Se tivesse oportunidade de escolher um ator qualquer do mundo para trabalhar neste projeto qual seria? Como ainda não tenho o projeto em marcha, não sei bem quem poderia mencionar. Acho que o ator ideal tem sempre a ver com o que o papel requer.
Sente-se preparado para esse tipo de desafio ou preferia continuar no formato de curta-metragem? Sinto-me preparado, e é algo que gostava muito de fazer. Gosto muito de ambos os formatos, mas possivelmente estarei mais confortável com o formato de longa-metragem, é mais próximo do tipo de argumento que escrevo na banda desenhada.

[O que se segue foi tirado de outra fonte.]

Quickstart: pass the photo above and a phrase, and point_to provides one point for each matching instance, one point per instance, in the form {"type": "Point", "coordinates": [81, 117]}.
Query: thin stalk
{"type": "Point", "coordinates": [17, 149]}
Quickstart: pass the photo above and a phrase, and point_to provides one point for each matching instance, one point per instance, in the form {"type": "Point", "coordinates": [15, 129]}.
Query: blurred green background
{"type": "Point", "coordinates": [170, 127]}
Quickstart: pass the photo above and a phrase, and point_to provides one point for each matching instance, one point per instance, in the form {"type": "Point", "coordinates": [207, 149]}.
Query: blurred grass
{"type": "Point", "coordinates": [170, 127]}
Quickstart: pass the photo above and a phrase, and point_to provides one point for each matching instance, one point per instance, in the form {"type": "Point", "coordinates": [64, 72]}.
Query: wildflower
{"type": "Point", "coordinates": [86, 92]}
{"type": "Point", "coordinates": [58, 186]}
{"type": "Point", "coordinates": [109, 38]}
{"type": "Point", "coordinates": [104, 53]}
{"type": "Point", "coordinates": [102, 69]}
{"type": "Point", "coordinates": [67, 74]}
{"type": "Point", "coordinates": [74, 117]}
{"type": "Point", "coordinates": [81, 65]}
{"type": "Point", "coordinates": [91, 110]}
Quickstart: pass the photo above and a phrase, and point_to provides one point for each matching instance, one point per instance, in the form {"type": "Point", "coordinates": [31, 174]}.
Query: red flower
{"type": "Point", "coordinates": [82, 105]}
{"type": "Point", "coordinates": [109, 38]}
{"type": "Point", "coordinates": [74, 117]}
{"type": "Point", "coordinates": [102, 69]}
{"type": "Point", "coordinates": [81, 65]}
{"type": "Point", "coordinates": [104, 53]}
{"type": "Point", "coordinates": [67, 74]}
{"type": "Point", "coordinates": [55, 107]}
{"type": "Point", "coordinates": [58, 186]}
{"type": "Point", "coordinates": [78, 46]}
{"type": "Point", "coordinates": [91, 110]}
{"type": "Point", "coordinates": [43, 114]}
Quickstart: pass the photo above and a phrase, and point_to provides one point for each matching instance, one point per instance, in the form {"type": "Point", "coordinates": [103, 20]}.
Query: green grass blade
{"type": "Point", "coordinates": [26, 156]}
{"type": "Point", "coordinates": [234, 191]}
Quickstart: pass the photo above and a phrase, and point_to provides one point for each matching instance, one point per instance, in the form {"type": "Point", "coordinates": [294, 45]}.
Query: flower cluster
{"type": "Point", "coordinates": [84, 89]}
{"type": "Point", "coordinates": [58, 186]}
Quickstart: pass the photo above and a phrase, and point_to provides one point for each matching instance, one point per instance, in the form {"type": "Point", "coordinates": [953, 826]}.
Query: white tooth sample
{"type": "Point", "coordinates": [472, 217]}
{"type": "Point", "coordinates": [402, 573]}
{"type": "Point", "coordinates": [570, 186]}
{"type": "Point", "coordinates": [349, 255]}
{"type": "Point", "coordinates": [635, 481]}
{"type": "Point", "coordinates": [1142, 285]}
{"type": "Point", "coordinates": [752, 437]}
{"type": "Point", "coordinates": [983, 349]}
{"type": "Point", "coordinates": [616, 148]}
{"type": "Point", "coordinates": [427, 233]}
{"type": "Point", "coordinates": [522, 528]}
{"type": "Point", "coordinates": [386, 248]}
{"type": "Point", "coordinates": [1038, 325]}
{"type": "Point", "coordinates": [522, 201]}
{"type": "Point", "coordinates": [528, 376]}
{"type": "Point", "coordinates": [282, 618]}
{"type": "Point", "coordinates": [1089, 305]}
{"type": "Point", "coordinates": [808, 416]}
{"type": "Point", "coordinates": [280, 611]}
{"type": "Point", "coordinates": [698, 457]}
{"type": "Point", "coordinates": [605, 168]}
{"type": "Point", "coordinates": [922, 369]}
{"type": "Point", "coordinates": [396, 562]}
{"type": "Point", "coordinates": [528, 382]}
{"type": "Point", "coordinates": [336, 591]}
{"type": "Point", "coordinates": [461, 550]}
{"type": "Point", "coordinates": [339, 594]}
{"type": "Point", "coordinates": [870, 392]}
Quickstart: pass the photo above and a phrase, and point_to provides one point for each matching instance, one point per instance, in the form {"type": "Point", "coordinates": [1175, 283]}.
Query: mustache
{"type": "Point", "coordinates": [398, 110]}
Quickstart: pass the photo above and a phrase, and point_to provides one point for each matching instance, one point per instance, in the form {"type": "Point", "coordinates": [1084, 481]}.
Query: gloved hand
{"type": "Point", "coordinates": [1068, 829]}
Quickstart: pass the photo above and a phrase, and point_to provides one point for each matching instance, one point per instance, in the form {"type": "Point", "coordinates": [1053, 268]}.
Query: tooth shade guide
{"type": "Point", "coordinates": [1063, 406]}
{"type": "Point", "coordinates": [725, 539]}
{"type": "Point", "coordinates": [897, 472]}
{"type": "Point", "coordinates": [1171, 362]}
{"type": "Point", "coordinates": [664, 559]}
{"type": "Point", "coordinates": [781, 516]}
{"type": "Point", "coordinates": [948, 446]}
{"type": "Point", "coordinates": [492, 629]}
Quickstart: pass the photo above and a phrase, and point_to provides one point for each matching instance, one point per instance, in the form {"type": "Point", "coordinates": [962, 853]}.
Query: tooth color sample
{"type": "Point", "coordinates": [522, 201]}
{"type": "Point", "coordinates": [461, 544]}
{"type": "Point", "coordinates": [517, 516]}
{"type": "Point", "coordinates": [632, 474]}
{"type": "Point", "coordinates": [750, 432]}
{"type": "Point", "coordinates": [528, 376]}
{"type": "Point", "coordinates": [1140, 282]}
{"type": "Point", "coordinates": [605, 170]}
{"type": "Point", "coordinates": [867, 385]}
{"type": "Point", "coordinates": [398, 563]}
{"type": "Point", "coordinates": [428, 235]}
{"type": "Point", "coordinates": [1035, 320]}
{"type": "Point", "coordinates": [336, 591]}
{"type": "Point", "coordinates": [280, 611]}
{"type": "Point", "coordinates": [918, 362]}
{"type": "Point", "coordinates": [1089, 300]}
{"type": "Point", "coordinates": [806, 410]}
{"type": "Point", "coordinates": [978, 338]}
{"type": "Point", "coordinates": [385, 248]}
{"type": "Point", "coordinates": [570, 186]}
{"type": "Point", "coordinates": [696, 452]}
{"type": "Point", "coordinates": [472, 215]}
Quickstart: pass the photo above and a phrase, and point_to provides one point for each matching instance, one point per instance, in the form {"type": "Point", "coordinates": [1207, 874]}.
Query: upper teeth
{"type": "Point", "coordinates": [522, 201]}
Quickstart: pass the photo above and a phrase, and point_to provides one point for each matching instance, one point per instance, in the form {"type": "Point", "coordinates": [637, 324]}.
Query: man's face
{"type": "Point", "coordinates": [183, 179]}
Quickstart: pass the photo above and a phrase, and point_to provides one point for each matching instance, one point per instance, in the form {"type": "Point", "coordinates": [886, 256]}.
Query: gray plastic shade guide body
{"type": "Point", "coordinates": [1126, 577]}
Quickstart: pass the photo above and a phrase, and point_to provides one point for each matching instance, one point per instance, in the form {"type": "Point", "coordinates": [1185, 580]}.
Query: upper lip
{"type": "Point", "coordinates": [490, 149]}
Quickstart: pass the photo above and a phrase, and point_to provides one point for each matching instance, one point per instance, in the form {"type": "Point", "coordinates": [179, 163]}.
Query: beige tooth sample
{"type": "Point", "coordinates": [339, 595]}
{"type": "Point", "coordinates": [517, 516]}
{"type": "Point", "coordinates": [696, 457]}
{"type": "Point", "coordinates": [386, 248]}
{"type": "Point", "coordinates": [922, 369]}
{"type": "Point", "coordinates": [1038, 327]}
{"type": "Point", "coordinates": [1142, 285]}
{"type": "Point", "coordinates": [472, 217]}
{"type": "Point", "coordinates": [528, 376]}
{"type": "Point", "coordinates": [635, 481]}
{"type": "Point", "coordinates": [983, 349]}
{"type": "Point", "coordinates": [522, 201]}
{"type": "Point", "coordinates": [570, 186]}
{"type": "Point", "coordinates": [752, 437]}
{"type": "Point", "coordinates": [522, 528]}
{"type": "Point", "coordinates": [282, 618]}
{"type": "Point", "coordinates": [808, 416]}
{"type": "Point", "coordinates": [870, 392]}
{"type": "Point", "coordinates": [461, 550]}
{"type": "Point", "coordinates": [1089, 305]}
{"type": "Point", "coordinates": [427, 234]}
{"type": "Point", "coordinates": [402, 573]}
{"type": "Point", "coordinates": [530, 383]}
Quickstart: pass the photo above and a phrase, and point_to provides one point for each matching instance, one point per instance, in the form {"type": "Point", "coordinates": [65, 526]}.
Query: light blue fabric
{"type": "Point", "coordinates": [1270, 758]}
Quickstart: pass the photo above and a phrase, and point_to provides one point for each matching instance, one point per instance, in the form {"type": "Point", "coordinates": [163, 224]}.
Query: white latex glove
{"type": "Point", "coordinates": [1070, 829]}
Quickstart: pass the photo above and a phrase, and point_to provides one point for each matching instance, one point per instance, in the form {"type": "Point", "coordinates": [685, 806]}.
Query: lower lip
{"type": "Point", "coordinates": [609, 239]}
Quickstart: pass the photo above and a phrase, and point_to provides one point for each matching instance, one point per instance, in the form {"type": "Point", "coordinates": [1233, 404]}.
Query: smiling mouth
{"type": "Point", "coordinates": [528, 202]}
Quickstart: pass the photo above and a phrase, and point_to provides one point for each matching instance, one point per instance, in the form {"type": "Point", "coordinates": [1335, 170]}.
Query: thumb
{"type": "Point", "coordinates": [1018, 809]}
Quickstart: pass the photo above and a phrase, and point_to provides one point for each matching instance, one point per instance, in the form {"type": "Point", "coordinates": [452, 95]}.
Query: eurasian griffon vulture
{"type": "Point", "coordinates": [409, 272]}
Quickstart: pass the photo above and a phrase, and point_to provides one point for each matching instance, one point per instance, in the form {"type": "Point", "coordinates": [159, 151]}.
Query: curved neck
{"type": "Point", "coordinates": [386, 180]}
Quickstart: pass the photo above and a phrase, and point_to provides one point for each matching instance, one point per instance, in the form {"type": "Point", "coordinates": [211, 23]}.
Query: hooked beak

Acha que ainda existe um preconceito com o formato de curta-metragem, com alguns críticos considerarem um estilo inferior às longas? Não acho que o problema tenha tanto a ver com a reação dos críticos. Creio que o problema tem mais a ver com o circuito de exibição, de divulgação e de comercialização das curtas. É muito mais complicado exibir uma curta e torná-la disponível de uma forma compensatória do que uma longa. Penso que os programas de curtas podem funcionar, acho que trabalhar esse formato de exibição fora dos festivais pode ser uma boa solução.
Antes de terminar a entrevista, resta-me perguntar: o Restaurante Diniz existe mesmo ou será que os espetadores podem parar de procurar este espaço? O restaurante “O Diniz” infelizmente não existe. Só no mundo da ficção é que se consegue almoçar por sete euros e meio num restaurante, ainda por cima no fim de semana.